To roll back, set routingApi back to ingress and re-apply. The chart will recreate the Ingress resources. The Gateway/HTTPRoute resources are removed by Helm; in scenario B the underlying cloud load balancer is released by the controller. DNS records have to be reverted manually if they were changed.

Troubleshooting

The Gateway API exposes status conditions on every resource. Most issues surface there.

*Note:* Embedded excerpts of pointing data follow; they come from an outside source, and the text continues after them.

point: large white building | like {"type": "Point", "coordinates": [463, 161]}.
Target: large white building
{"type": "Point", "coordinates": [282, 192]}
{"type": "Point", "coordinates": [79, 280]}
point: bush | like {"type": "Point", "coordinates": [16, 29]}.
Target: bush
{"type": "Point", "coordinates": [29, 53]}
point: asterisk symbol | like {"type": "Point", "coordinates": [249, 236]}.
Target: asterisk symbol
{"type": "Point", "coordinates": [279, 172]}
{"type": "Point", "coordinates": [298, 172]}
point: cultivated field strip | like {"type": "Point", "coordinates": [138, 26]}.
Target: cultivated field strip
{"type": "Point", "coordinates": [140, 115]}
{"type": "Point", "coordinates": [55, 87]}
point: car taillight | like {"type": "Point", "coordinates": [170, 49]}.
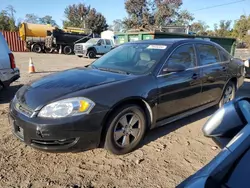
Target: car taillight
{"type": "Point", "coordinates": [12, 61]}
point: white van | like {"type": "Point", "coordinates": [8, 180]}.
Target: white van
{"type": "Point", "coordinates": [8, 70]}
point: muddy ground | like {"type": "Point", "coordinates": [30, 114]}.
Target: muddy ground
{"type": "Point", "coordinates": [167, 155]}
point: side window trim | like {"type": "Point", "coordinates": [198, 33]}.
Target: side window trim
{"type": "Point", "coordinates": [176, 48]}
{"type": "Point", "coordinates": [221, 50]}
{"type": "Point", "coordinates": [198, 54]}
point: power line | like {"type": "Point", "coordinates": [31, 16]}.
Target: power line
{"type": "Point", "coordinates": [234, 2]}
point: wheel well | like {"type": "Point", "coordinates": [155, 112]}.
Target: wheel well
{"type": "Point", "coordinates": [138, 102]}
{"type": "Point", "coordinates": [234, 80]}
{"type": "Point", "coordinates": [92, 48]}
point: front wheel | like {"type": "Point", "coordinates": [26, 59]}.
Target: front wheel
{"type": "Point", "coordinates": [67, 50]}
{"type": "Point", "coordinates": [228, 94]}
{"type": "Point", "coordinates": [126, 128]}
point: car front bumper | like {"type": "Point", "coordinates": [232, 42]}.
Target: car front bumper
{"type": "Point", "coordinates": [71, 134]}
{"type": "Point", "coordinates": [81, 52]}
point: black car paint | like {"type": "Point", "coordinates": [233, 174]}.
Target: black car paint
{"type": "Point", "coordinates": [163, 95]}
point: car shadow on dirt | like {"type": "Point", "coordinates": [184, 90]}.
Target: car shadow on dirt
{"type": "Point", "coordinates": [166, 129]}
{"type": "Point", "coordinates": [7, 94]}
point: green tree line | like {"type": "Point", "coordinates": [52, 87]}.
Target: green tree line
{"type": "Point", "coordinates": [142, 14]}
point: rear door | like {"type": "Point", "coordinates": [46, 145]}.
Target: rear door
{"type": "Point", "coordinates": [108, 45]}
{"type": "Point", "coordinates": [100, 48]}
{"type": "Point", "coordinates": [4, 54]}
{"type": "Point", "coordinates": [214, 72]}
{"type": "Point", "coordinates": [179, 91]}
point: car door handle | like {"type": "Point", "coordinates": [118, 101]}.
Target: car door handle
{"type": "Point", "coordinates": [195, 76]}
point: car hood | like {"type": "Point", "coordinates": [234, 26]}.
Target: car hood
{"type": "Point", "coordinates": [87, 45]}
{"type": "Point", "coordinates": [57, 85]}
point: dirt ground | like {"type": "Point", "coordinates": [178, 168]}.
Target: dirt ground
{"type": "Point", "coordinates": [167, 155]}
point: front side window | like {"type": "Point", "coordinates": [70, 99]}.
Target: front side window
{"type": "Point", "coordinates": [108, 42]}
{"type": "Point", "coordinates": [184, 55]}
{"type": "Point", "coordinates": [101, 41]}
{"type": "Point", "coordinates": [208, 54]}
{"type": "Point", "coordinates": [132, 58]}
{"type": "Point", "coordinates": [224, 56]}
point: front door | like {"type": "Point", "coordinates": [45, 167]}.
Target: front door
{"type": "Point", "coordinates": [179, 91]}
{"type": "Point", "coordinates": [100, 48]}
{"type": "Point", "coordinates": [214, 72]}
{"type": "Point", "coordinates": [107, 46]}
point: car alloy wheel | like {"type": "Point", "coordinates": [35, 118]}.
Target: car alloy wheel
{"type": "Point", "coordinates": [125, 129]}
{"type": "Point", "coordinates": [91, 54]}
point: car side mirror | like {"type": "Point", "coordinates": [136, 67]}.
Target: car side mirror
{"type": "Point", "coordinates": [175, 67]}
{"type": "Point", "coordinates": [227, 122]}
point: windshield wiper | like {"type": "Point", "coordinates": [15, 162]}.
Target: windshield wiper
{"type": "Point", "coordinates": [114, 70]}
{"type": "Point", "coordinates": [93, 66]}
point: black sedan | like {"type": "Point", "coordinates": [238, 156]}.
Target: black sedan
{"type": "Point", "coordinates": [112, 102]}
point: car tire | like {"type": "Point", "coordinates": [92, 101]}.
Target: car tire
{"type": "Point", "coordinates": [228, 94]}
{"type": "Point", "coordinates": [37, 48]}
{"type": "Point", "coordinates": [67, 50]}
{"type": "Point", "coordinates": [91, 54]}
{"type": "Point", "coordinates": [126, 129]}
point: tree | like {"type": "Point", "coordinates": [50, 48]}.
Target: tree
{"type": "Point", "coordinates": [139, 13]}
{"type": "Point", "coordinates": [183, 18]}
{"type": "Point", "coordinates": [241, 27]}
{"type": "Point", "coordinates": [117, 26]}
{"type": "Point", "coordinates": [83, 16]}
{"type": "Point", "coordinates": [155, 14]}
{"type": "Point", "coordinates": [166, 11]}
{"type": "Point", "coordinates": [199, 27]}
{"type": "Point", "coordinates": [47, 20]}
{"type": "Point", "coordinates": [223, 30]}
{"type": "Point", "coordinates": [31, 18]}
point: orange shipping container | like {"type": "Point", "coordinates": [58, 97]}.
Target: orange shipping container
{"type": "Point", "coordinates": [14, 41]}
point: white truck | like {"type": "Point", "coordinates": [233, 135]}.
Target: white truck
{"type": "Point", "coordinates": [93, 47]}
{"type": "Point", "coordinates": [8, 70]}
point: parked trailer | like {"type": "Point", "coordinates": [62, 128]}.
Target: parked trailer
{"type": "Point", "coordinates": [34, 35]}
{"type": "Point", "coordinates": [228, 43]}
{"type": "Point", "coordinates": [64, 42]}
{"type": "Point", "coordinates": [45, 38]}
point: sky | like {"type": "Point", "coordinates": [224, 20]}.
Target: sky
{"type": "Point", "coordinates": [114, 9]}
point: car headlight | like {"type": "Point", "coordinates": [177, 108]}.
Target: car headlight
{"type": "Point", "coordinates": [67, 107]}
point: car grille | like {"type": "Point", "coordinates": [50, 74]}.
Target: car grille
{"type": "Point", "coordinates": [78, 47]}
{"type": "Point", "coordinates": [22, 108]}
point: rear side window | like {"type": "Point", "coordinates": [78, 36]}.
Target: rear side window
{"type": "Point", "coordinates": [224, 56]}
{"type": "Point", "coordinates": [108, 42]}
{"type": "Point", "coordinates": [101, 42]}
{"type": "Point", "coordinates": [183, 55]}
{"type": "Point", "coordinates": [208, 54]}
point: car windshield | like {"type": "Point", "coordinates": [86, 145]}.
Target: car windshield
{"type": "Point", "coordinates": [131, 58]}
{"type": "Point", "coordinates": [93, 41]}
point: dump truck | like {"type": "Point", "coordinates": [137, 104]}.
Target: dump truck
{"type": "Point", "coordinates": [45, 38]}
{"type": "Point", "coordinates": [34, 35]}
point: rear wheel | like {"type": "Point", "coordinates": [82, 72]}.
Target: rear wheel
{"type": "Point", "coordinates": [37, 48]}
{"type": "Point", "coordinates": [91, 54]}
{"type": "Point", "coordinates": [228, 94]}
{"type": "Point", "coordinates": [67, 50]}
{"type": "Point", "coordinates": [126, 128]}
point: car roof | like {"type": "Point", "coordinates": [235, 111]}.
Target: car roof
{"type": "Point", "coordinates": [171, 41]}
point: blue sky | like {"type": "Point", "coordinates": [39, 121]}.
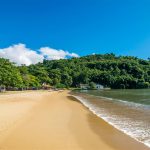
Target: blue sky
{"type": "Point", "coordinates": [78, 26]}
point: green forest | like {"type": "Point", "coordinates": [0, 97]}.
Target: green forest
{"type": "Point", "coordinates": [117, 72]}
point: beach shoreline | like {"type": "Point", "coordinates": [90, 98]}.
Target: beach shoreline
{"type": "Point", "coordinates": [55, 120]}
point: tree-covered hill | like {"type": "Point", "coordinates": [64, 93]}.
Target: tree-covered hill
{"type": "Point", "coordinates": [108, 70]}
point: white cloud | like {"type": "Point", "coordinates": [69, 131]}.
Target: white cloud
{"type": "Point", "coordinates": [20, 54]}
{"type": "Point", "coordinates": [54, 54]}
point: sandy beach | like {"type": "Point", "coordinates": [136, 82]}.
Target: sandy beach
{"type": "Point", "coordinates": [42, 120]}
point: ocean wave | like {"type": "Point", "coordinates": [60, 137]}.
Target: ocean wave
{"type": "Point", "coordinates": [135, 129]}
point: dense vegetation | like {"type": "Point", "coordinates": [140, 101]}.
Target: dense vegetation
{"type": "Point", "coordinates": [108, 70]}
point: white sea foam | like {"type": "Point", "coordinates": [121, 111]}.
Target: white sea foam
{"type": "Point", "coordinates": [134, 128]}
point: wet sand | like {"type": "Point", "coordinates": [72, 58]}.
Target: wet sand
{"type": "Point", "coordinates": [56, 121]}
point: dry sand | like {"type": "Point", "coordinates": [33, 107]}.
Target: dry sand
{"type": "Point", "coordinates": [55, 121]}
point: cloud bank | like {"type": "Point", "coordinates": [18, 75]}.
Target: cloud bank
{"type": "Point", "coordinates": [20, 54]}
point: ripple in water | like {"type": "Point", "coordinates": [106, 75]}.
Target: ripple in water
{"type": "Point", "coordinates": [129, 117]}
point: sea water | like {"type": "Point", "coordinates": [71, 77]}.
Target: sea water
{"type": "Point", "coordinates": [126, 110]}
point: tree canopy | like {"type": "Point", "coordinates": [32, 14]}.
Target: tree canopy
{"type": "Point", "coordinates": [109, 70]}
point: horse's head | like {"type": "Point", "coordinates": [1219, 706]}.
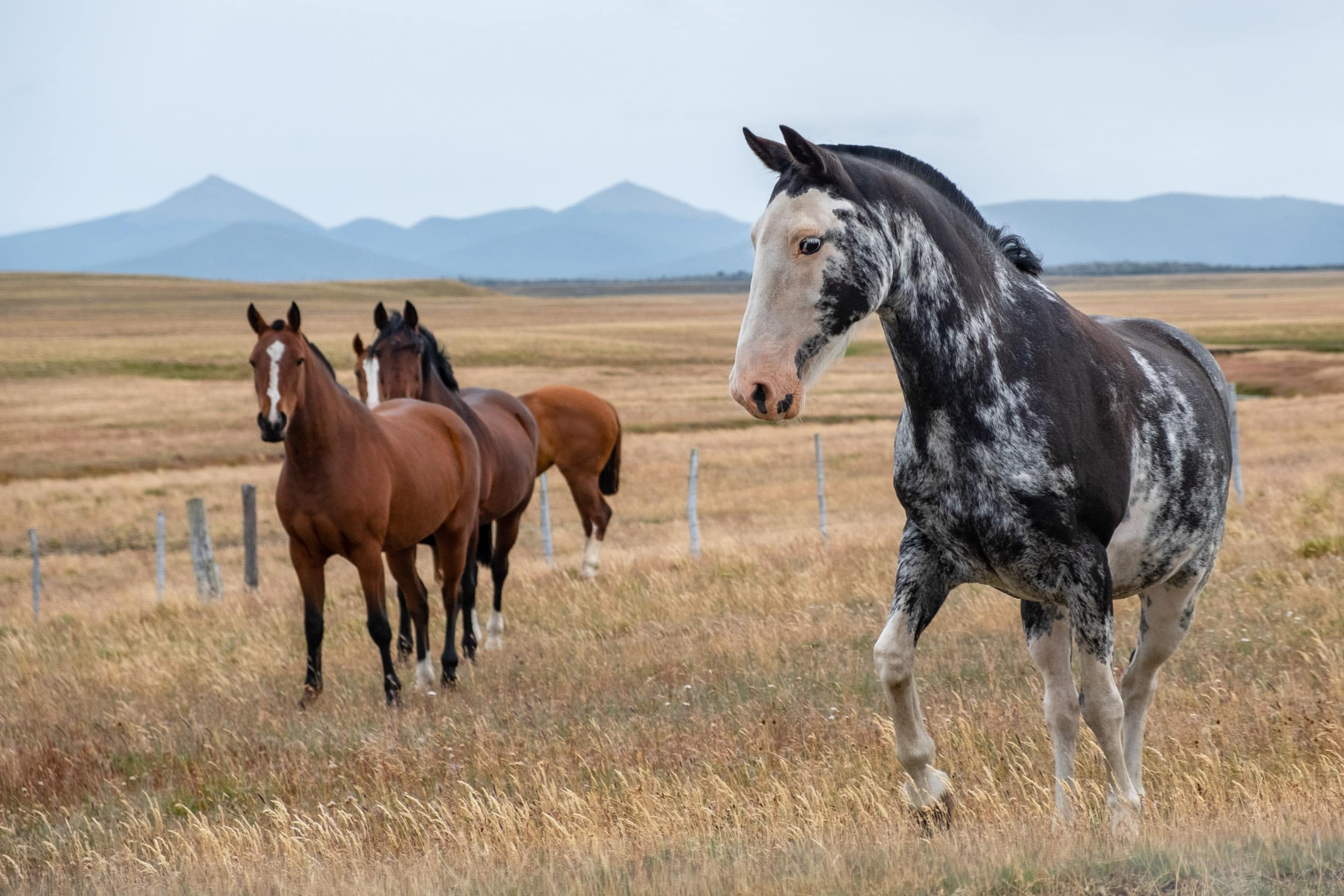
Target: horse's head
{"type": "Point", "coordinates": [393, 366]}
{"type": "Point", "coordinates": [819, 270]}
{"type": "Point", "coordinates": [278, 362]}
{"type": "Point", "coordinates": [361, 377]}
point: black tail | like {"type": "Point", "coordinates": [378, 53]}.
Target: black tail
{"type": "Point", "coordinates": [484, 547]}
{"type": "Point", "coordinates": [609, 480]}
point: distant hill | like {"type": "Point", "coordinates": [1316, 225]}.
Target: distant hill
{"type": "Point", "coordinates": [218, 230]}
{"type": "Point", "coordinates": [1179, 227]}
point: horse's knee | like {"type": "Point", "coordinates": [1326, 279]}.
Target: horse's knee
{"type": "Point", "coordinates": [894, 660]}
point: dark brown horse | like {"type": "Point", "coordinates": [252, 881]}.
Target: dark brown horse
{"type": "Point", "coordinates": [581, 434]}
{"type": "Point", "coordinates": [405, 361]}
{"type": "Point", "coordinates": [362, 484]}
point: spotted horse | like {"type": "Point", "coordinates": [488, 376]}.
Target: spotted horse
{"type": "Point", "coordinates": [1065, 460]}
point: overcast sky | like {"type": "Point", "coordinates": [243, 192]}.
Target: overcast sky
{"type": "Point", "coordinates": [409, 109]}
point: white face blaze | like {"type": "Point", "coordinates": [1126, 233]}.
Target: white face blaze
{"type": "Point", "coordinates": [783, 307]}
{"type": "Point", "coordinates": [371, 381]}
{"type": "Point", "coordinates": [275, 351]}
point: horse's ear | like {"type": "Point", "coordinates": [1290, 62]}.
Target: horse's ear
{"type": "Point", "coordinates": [811, 159]}
{"type": "Point", "coordinates": [773, 154]}
{"type": "Point", "coordinates": [256, 321]}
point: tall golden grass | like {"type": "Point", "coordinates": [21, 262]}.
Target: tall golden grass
{"type": "Point", "coordinates": [678, 726]}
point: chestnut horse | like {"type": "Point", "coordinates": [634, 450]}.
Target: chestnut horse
{"type": "Point", "coordinates": [405, 361]}
{"type": "Point", "coordinates": [362, 484]}
{"type": "Point", "coordinates": [581, 434]}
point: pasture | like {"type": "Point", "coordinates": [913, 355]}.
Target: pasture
{"type": "Point", "coordinates": [676, 726]}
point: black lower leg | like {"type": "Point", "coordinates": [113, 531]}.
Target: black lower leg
{"type": "Point", "coordinates": [382, 634]}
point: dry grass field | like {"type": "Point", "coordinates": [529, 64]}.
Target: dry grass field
{"type": "Point", "coordinates": [676, 726]}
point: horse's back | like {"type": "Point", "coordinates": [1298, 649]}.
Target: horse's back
{"type": "Point", "coordinates": [1181, 456]}
{"type": "Point", "coordinates": [576, 428]}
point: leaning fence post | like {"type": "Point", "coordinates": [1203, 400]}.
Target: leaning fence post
{"type": "Point", "coordinates": [251, 537]}
{"type": "Point", "coordinates": [1237, 451]}
{"type": "Point", "coordinates": [160, 562]}
{"type": "Point", "coordinates": [202, 551]}
{"type": "Point", "coordinates": [692, 516]}
{"type": "Point", "coordinates": [37, 577]}
{"type": "Point", "coordinates": [821, 491]}
{"type": "Point", "coordinates": [546, 523]}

# Gateway listeners and assigned address
kubectl get gateway -n <namespace>
kubectl describe gateway <name> -n <namespace>

# Routes and their attachment status
kubectl get httproute -n <gitguardian-namespace>
kubectl describe httproute -n <gitguardian-namespace>

Common cases:

  • Accepted=False on HTTPRoute with a NotAllowedByListeners reason — the shared Gateway does not allow routes from the GitGuardian namespace. Update the Gateway's spec.listeners[].allowedRoutes.namespaces.
  • Programmed=False on Gateway — the controller has not finished provisioning the underlying load balancer. Check the controller's logs.
  • No traffic reaches GitGuardian but routes are accepted — confirm DNS points at the new Gateway's address, and that the cloud load balancer's security groups allow inbound traffic on the listener ports.
  • TLS handshake failures — confirm the Secret referenced by ingress.tls.existingSecret exists in a namespace reachable by the Gateway (usually the Gateway's namespace).